His eyes darkened, a cold shadow falling over blue water. “You can’t be sure.”

“Yes, I can.” She put her hands on his knees and squeezed. “I know you. I know me. And I know our friends. I’m not saying it won’t get awkward, but as long as we’re honest with each other and them, we can work though whatever happens.”

“Then we need to be clear on where this thing is going.” His gaze shifted to one of the hands he’d fisted on the side of the tub. “I’ve been married and divorced twice, and I’ve learned that I can’t sustain that kind of relationship. I won’t stop analyzing and second-guessing until I pick it completely apart. And you have to think about Hank. At some point, he’s going to be ready to rejoin the living, and he’ll need his sister.”

And today had proven Wyatt and Hank couldn’t coexist in her life.

He leaned forward to run his thumb along her cheekbone, his eyes suddenly burning bright. “I would never willingly do anything to hurt your brother…or you.

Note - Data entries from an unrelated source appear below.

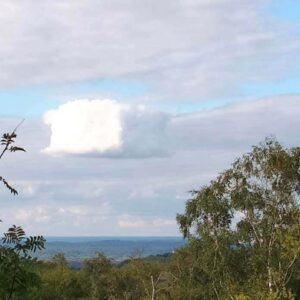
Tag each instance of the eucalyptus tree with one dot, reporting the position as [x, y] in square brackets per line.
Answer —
[244, 227]
[16, 248]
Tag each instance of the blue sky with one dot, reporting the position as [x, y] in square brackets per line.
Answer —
[129, 105]
[32, 100]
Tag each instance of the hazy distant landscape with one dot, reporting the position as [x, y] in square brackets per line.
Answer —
[116, 248]
[150, 150]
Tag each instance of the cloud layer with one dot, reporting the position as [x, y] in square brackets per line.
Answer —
[183, 49]
[102, 195]
[107, 128]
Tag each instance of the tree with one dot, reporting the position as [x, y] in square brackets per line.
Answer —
[16, 249]
[244, 228]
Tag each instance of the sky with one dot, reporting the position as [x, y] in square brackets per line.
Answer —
[129, 105]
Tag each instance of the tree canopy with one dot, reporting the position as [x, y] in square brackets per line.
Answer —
[245, 225]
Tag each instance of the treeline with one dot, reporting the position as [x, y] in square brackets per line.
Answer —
[243, 232]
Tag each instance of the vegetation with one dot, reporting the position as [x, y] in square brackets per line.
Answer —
[243, 232]
[16, 275]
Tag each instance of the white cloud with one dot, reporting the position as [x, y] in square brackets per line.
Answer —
[103, 196]
[106, 127]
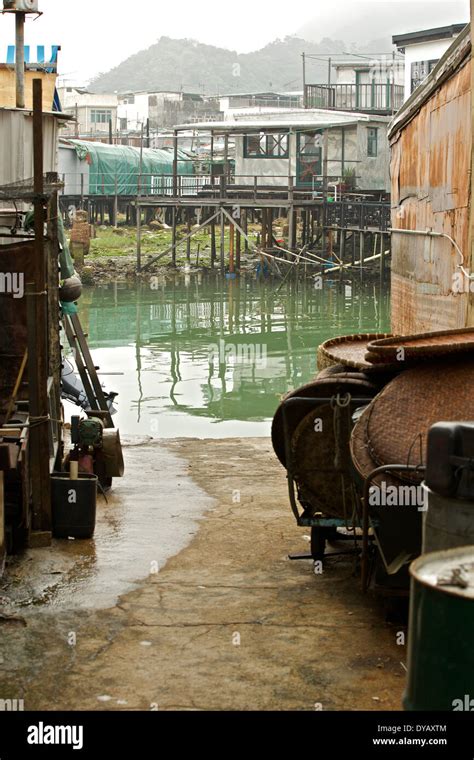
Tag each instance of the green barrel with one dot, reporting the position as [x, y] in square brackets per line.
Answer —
[441, 632]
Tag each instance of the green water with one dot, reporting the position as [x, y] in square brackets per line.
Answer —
[210, 359]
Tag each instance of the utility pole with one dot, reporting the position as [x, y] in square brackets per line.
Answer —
[471, 219]
[305, 102]
[20, 59]
[139, 208]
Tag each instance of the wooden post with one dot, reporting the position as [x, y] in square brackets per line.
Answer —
[20, 58]
[231, 249]
[226, 157]
[139, 236]
[222, 244]
[188, 242]
[213, 243]
[116, 203]
[342, 244]
[175, 163]
[470, 257]
[38, 345]
[238, 245]
[173, 235]
[263, 235]
[245, 227]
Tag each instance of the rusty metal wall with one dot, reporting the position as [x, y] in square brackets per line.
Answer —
[430, 166]
[16, 145]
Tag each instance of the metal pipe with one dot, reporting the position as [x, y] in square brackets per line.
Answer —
[20, 59]
[430, 233]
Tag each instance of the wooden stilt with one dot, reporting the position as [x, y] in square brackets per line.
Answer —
[222, 251]
[213, 243]
[174, 237]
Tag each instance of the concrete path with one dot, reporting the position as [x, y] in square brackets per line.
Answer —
[187, 600]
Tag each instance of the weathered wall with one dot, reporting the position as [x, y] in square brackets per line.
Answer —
[373, 172]
[275, 170]
[70, 169]
[16, 145]
[431, 159]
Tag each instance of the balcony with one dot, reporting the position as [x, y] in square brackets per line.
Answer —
[382, 99]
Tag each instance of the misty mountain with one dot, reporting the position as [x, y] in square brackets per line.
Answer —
[357, 26]
[361, 21]
[185, 64]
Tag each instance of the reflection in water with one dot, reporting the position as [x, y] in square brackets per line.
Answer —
[206, 358]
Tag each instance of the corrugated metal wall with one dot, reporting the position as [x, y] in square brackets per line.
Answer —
[16, 145]
[431, 160]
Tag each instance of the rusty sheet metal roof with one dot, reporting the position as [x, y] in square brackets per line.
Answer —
[455, 56]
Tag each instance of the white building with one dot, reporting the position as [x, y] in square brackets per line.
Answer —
[92, 112]
[422, 51]
[311, 146]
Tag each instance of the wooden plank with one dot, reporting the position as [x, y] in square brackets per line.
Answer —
[70, 334]
[2, 526]
[98, 390]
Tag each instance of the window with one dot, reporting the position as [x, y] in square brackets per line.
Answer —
[372, 142]
[273, 145]
[101, 115]
[310, 143]
[419, 72]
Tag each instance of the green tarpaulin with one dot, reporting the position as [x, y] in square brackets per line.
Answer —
[118, 166]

You know that, don’t you?”

“Yes.”

She’d always known, even when it was easier to pretend that he was picking on Hank. Even if Wyatt had been willing to take another chance, to put that battered heart of his on the line one more time, he wouldn’t ask her to choose between him and her brother.

Damn him.

“So I guess that’s settled,” she said, remarkably calm considering the howl of pain building inside her chest. “We have our fun until I’m finished here, then we never speak of it again.”

His fingers tightened a fraction, as if in protest. Then his hand dropped away from her face. “It’s better this way.”

In whose godforsaken opinion? She could see no good in ripping apart a connection that was the truest and strongest she’d ever found. But she also couldn’t see a future that wouldn’t eventually tear them apart.

“I hate this,” she whispered.

“I know.”

He gathered her into his arms and held on tight while the light faded and the room went cold.